All three meetings between the two teams last season had a similar theme. The Heat seemingly would be on autopilot early on, allowing the Nets to hang around for at least half of each game. Then, at some point in the third quarter, Miami would flip a switch and proceed to take control, quickly putting themselves out of the Nets’ reach.

It was clear how big the gap between the two teams was, and that the Nets would have to do something big if they were going to become a realistic challenger to the Heat anytime soon. Then, this past offseason, Nets general manager Billy King brought in Kevin Garnett, Paul Pierce, Jason Terry and Andrei Kirilenko to bolster the team’s talent, and hired Jason Kidd to become the team’s coach.

All of those moves were endorsed by Spoelstra, who said the addition of Kidd — despite his lack of coaching experience — will make a big difference.

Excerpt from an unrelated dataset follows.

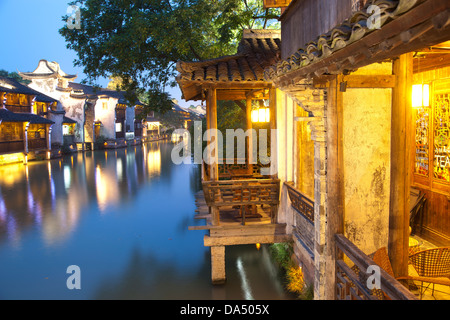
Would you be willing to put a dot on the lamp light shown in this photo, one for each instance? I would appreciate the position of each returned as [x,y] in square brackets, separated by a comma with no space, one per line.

“The thing about that group is you have great leadership with Jason Kidd,” Spoelstra said. “He’s done that his whole life, is bring groups together and get them going to a common goal. He’s brilliant in that regard, and why that’s a great fit.

“Then you have veteran players that understand what this is about, and not having the luxury to wait. They have, at least from the outside, the veteran leadership that can make that work.”

The Nets will get their first chance to prove things are different when they host Miami next Friday in their home opener in Brooklyn, but they already showed there was a different tone this season when these two teams first met last week and Pierce body-checked James on a fastbreak to prevent a layup.

Still, few people have a better understanding of what the Nets are about to go through — trying to meld so many new, high-profile pieces together on the fly — better than Spoelstra and his players, who have spent the past three-plus years living in the middle of a maelstrom after LeBron James, Dwyane Wade and Chris Bosh decided to join forces in South Florida in the summer of 2010.

The Nets haven’t gotten a chance to see their full compliment of players on the floor together so far. Deron Williams made his preseason debut Friday night after spending the last few weeks rehabbing a sprained right ankle, while Andrei Kirilenko has missed the past five games with back spasms. Those developments are likely to make what already was expected to be a feeling-out process a longer one.

But Spoelstra said there is no way to simulate going through that experience — and speeding up the familiarization process with one another — besides taking the time to go through it.

“Looking back on it, there were a lot of moments where you look back and kick yourself for not predicting, or not anticipating and being able to figure it out before it happened,” he said. “But the inevitability of it was that we had to go through it together.

“There was no team like it that any of us could compare to. It’s a very unique group — not only personality, previous success, but in terms of their skill sets, and being able to mesh that and make it work.”